Police documents state that the accused’s co-worker heard the woman yell: “Don’t do that,” as  Mr Schuppe fitted the victim with a night pad, but the co-worker failed to come forward about the incident, instead marking the date on a calendar with four initials which police allege is code that refers to the incident.

Almost two months went by before the co-worker came forward and reported that Mr Schuppe was “doing bad things” around the home and was suspended.

Mr Schuppe who is both a father and grandfather, also cared for his own mother as a high needs patient.

Mr Schuppe appeared at Parramatta Bail Court via videolink on Sunday charged with aggravated sexual assault, and sat silently while shaking his head as the police prosecution warned that he was a danger to vulnerable people.

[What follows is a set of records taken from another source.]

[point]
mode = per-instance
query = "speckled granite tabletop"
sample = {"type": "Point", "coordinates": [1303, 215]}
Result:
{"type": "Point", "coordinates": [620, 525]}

Mr Schuppe’s lawyer told the court that he “strenuously denied” the allegations against him, and boasted a spotless record with no criminal history or allegations of violence.

Despite the serious nature of the allegations, Mr Schuppe was granted bail on the condition he did not look for work in the aged sector or other disability service. And is required to report daily to police until his impending new court date in January.

Bail? …

While the ‘slap on the wrist’ approach to sentencing within the Australian criminal justice system is a separate debate all together, the penchant for granting bail to those who pray on the most vulnerable of victims is nothing short of astounding.

While the accused in this case is yet to be convicted of any crimes, and may actually be completely innocent, surely the serious nature and the circumstances surrounding the victim should constitute keeping the accused behind bars.

But somehow, the feelings of the victim and safety of the public play second fiddle to the misplaced goodwill of the court system.

The elderly can be extremely vulnerable and often require assistance on a variety of levels in order to be able to function.

Being entrusted to care for these people should be a privilege and responsibility that is treated with the utmost respect.

This respect should be derived from the empathy and good nature of those chosen to work alongside vulnerable Australians, but it should also be underpinned by a justice system that views a violation of this responsibility as more than just a crime.

Those who pray on people in these positions cross a moral code that reaches far beyond the rules and regulations of criminal law.

And it is extremely hard to spin a narrative of caring and valuing our elderly when the court system produces results that contradict these notions.

CCTV?

While the upcoming findings of the Royal Commission have people within the aged care sector gearing up for an onslaught of horror stories, what will uncovering these scandals mean if things don’t change and people are not given adequate punishment for their crimes?

CCTV has been a topic of conjecture within residential aged care for a long period of time, but the official stance from all of the parties involved in this discussion, should give some indication of who has the residents wellbeing as the top priority.

The majority of residential aged care providers oppose the use of CCTV within facilities, citing issues of privacy and the negative financial impact involved in adding this element to a facility.

Yet, the majority of families with loved one’s in aged care facilities feel that this added layer of transparency will provide a safer and more accountable environment for those being entrusted with the welfare of their elderly family members and friends.

Adding CCTV to a residential aged care facility but giving families/residents the option to opt-out of being filmed, could make a massive difference to the safety and wellbeing of elderly residents, and court systems looking for the truth regarding horrible accusations.

What Next?

In order for the elderly people of Australia to feel safe and valued by their society, there needs to be an adequate level of scrutiny placed on those that deal with them personally or those that make decisions on issues that relate to them.

Aged care facilities and services should leave no stone unturned in assessing the character of prospective employees, and place the moral compass and integrity of a worker before the pedigree of schooling and previous employment.

And those who witness wrongdoing within these spaces should have a duty of care to report immediately or face charges of negligence.

Facilities and their employees should have zero objection to anything that has the potential to shed light on the inner workings and treatment of residents within their care, including the use of CCTV.

And those that violate the responsibility of caring for our most vulnerable should receive the strongest interpretation of our laws.

It is then, and only then, when the elderly people of this country could begin to consider that their issues are being treated with the level of respect that they should be.